There is an explicit joy in everyday objects that exist in unexpected sizes. Fully functioning kitchens created in miniature spark a sense of comfort and whimsy; larger-than-life pastries are similarly riveting, earning prime window space in bakeries and cafés that know the power of social media – and that a single croissant the size of a breadbox is irresistibly Instagrammable.

Enormous sweets are fun conversation pieces, and present an amusing challenge: how to consume an item that usually serves one, scaled to feed eight. (There are no right or wrong answers here.) At home, it’s fun to experiment with supersized cookies, pastries and buns. Make them as big as you like, just bake them longer, checking regularly for indicators of doneness.

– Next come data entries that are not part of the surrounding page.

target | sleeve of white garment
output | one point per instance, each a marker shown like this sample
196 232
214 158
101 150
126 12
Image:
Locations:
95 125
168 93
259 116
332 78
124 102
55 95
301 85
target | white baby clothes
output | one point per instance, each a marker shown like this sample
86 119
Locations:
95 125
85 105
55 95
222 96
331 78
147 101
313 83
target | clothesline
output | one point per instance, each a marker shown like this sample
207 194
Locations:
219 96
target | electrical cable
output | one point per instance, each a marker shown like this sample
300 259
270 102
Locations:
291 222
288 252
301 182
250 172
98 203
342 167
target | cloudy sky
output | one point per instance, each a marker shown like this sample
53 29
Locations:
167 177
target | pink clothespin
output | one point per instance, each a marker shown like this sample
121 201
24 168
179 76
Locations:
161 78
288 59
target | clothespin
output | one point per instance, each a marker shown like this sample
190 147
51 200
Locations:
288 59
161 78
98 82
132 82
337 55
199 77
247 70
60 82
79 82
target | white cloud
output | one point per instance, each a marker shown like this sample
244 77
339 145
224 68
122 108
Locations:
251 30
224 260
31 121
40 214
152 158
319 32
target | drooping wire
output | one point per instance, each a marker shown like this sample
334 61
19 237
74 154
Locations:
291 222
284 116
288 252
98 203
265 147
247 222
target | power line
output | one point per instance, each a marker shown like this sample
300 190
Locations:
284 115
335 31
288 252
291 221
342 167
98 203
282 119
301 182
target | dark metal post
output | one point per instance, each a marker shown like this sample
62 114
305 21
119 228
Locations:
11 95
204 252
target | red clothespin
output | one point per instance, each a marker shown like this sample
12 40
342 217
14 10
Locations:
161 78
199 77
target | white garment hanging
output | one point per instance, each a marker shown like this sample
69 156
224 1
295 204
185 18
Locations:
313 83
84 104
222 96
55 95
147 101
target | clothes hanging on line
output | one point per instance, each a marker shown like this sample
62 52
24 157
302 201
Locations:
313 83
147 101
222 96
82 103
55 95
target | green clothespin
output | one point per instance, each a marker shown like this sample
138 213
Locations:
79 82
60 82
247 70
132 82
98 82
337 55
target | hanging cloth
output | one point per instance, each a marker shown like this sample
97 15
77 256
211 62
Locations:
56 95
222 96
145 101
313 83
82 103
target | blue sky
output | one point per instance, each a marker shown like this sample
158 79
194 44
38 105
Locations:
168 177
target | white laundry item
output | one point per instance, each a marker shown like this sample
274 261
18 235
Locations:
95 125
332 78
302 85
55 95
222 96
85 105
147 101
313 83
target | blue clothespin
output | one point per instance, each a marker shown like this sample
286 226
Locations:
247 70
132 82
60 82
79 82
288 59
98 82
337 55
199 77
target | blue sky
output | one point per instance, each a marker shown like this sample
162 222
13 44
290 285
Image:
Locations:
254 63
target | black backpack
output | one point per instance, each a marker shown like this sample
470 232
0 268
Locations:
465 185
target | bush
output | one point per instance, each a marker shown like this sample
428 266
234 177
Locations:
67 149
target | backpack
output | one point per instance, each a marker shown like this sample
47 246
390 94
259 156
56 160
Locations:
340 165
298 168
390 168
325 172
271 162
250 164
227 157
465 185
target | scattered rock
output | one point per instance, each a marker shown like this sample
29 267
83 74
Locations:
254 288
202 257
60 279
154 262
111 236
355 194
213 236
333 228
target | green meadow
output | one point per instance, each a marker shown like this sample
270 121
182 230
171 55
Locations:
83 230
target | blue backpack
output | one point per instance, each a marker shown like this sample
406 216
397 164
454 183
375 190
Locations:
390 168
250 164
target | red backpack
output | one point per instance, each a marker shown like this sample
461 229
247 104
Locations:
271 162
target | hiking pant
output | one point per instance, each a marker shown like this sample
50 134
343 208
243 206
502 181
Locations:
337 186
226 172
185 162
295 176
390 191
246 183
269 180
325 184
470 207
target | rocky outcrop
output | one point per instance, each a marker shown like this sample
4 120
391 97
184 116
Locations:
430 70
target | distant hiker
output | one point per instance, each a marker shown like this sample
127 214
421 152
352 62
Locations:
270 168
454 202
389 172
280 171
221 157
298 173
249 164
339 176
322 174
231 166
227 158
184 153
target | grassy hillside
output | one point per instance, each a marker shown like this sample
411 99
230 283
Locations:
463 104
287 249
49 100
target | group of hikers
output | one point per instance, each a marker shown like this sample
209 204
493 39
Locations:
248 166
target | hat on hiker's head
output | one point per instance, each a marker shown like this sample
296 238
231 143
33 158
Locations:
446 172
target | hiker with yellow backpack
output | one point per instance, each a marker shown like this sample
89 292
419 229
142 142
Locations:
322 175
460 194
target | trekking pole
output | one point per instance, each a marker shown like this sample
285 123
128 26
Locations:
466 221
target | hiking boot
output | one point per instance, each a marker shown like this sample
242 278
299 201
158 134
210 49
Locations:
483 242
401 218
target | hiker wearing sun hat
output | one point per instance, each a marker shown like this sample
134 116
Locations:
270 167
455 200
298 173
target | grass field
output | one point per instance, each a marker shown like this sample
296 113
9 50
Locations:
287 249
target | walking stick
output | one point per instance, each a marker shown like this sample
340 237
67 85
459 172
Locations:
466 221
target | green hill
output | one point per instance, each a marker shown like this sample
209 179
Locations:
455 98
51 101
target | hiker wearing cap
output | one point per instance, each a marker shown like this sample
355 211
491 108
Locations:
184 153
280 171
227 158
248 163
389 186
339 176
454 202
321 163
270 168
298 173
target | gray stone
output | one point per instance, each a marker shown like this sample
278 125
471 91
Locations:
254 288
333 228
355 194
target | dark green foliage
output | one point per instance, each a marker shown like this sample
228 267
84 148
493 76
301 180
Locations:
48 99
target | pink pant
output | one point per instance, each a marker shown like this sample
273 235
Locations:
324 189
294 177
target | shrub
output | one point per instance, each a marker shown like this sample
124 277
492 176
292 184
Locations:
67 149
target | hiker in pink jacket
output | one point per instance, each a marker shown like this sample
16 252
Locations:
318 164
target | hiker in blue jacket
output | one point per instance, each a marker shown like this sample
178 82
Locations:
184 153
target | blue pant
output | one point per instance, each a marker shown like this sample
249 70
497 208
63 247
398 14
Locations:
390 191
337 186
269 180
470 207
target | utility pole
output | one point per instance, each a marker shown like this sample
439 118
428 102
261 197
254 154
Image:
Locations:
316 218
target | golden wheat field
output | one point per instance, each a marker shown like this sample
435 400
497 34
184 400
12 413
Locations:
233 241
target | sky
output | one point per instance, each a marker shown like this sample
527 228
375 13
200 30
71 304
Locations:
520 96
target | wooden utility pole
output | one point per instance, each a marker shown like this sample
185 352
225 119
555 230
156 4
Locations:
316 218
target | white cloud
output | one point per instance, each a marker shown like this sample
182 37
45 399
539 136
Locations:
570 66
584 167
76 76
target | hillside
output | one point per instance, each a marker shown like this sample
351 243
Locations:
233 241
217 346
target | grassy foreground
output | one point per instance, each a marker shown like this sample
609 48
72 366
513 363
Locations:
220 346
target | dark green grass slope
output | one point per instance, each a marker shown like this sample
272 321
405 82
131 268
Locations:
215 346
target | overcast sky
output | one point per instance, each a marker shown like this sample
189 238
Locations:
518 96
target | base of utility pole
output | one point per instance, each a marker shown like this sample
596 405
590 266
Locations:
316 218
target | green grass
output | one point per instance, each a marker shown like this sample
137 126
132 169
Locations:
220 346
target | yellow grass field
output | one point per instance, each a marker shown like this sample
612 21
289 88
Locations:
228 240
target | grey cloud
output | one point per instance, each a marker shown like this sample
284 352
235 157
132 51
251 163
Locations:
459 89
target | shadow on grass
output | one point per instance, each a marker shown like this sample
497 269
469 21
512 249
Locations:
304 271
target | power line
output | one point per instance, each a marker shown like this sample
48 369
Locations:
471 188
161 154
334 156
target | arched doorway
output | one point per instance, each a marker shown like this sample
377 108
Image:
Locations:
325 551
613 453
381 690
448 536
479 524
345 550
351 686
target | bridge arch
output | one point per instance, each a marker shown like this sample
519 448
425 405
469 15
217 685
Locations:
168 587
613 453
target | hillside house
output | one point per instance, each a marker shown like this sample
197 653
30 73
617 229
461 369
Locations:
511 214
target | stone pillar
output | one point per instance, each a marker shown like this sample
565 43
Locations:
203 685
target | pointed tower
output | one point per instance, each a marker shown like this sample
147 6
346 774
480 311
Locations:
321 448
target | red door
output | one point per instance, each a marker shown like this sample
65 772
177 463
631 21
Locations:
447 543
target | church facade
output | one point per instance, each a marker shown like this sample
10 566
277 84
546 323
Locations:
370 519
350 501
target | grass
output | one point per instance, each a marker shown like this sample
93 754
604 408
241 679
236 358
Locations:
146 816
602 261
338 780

While the laminated dough required to make a croissant is more of a serious time commitment, a giant cinnamon bun makes an excellent spring project with a captivating reward at the end. If you want to make the dough and assemble your Big Bun the night before to bake in the morning, cover it loosely with plastic wrap and pop it into the fridge overnight – the cold will slow the rise.


This recipe is easily doubled if you have more people to feed, or want a spare to share. Or tuck the second bun away in the freezer and thaw/proof overnight when you’re ready to bake it. Keep an eye on the bun as it bakes, and cover loosely with foil if it’s browning too quickly.


  • 3/4 cup warm milk (any kind) or water
  • 2 tsp active dry yeast
  • 2 1/2 cups all-purpose flour
  • 1/4 cup sugar
  • 1/4 cup butter or margarine, softened
  • 1 large egg (optional)
  • 1/2 tsp salt


  • 1/2 cup butter or margarine, very soft or melted
  • 1 cup packed brown sugar
  • 1 tbsp cinnamon


  • 2 tbsp butter or margarine, melted
  • 1/2 cup icing sugar
  • 1 tbsp milk or cream (plus extra as needed)
  • 1/2 tsp vanilla

Put the milk or water in a large bowl and sprinkle with yeast. Let it stand for a few minutes, then stir to dissolve. Add the flour, sugar, butter, egg (if you want to leave it out, cut back the flour by about 1/4 cup) and salt and stir by hand or with the dough hook attachment of your stand mixer until you have a soft dough. Knead by hand or using the dough hook attachment of your stand mixer for about five minutes, or until it’s smooth and elastic – it should still be quite tacky, it will smooth out as it rises. Put the dough back in the bowl, cover with a towel and let rise in a warm place for an hour or so, until about doubled in size.

In a small bowl, stir together the soft butter, brown sugar and cinnamon. Roll the dough out into a 12x16-inch rectangle, spread with the butter-sugar mixture, and cut lengthwise into four strips. Roll up one of the strips, then move it over to the end of another strip of dough, pinch the ends of the dough together or overlap them slightly (it doesn’t need to be perfect) and continue rolling the strip, adding the remaining two strips, making one giant roll.

Transfer to a buttered or parchment-lined nine-inch round baking dish or ovenproof skillet. Cover and let it rise for another hour, until it’s puffier. (Or cover and refrigerate overnight, then take it out in the morning to warm up as you preheat your oven.)

When you’re ready to bake, preheat the oven to 350 F. Bake the giant roll for 30-40 minutes, checking halfway and covering loosely with foil if it’s browning too quickly, until deep golden and puffed. Whisk together the melted butter, icing sugar, milk and vanilla, adding a bit more liquid or sugar as needed so that it has the consistency of heavy cream, and drizzle it over the bun while it’s still warm. Serves 4-6 (or 1).